Creating a PostgreSQL Database

  • Using psql: A terminal-based front-end to PostgreSQL that allows for interactive command execution and database management.
  • Using Docker: Running PostgreSQL in a Docker container for development purposes.

Using psql

psql is a powerful tool for interacting with PostgreSQL databases, allowing users to execute SQL queries, manage database objects, and view data directly from the terminal[1].

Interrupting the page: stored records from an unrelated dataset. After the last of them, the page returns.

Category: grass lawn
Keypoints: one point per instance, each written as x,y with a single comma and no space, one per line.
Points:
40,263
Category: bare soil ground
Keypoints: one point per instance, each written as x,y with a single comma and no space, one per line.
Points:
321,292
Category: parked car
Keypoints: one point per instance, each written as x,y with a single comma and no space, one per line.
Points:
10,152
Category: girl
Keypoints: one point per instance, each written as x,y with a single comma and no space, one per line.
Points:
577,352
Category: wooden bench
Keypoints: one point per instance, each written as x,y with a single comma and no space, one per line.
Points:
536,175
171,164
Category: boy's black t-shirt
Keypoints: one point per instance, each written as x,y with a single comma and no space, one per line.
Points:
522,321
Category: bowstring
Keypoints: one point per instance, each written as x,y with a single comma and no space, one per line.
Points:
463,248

Creating a Table and Defining Its Schema

SQL databases require defining a schema before inserting data. This involves creating tables and specifying columns with data types and constraints. For example:

CREATE TABLE users (
id SERIAL PRIMARY KEY,
username VARCHAR(50) UNIQUE NOT NULL,
email VARCHAR(255) UNIQUE NOT NULL,
password VARCHAR(255) NOT NULL,
created_at TIMESTAMP WITH TIME ZONE DEFAULT CURRENT_TIMESTAMP
);

Interacting with the Database (CRUD Operations)

  • INSERT: Adds new records to a table.
  • UPDATE: Modifies existing records based on specific criteria.
  • DELETE: Removes records from a table.
  • SELECT: Retrieves data from one or more tables.

Using the pg Library

The pg library is a Node.js package for interfacing with PostgreSQL databases. It allows for executing SQL queries from within a Node.js application, leveraging JavaScript for database operations.

const { Client } = require('pg');
const client = new Client({connectionString: "your_connection_string"});
await client.connect();
// Perform database operations
await client.end();

Now after this recap, we are all set to explore more advanced database concepts, including relationships between tables, transactions that ensure data integrity across multiple operations, and join queries that retrieve related data from multiple tables.

Untitled

Relationships & Transactions

In database systems, relationships are fundamental for linking data stored across different tables. This section will elaborate on how relationships are handled in both NoSQL and SQL databases, and how transactions are used in SQL databases to ensure data integrity.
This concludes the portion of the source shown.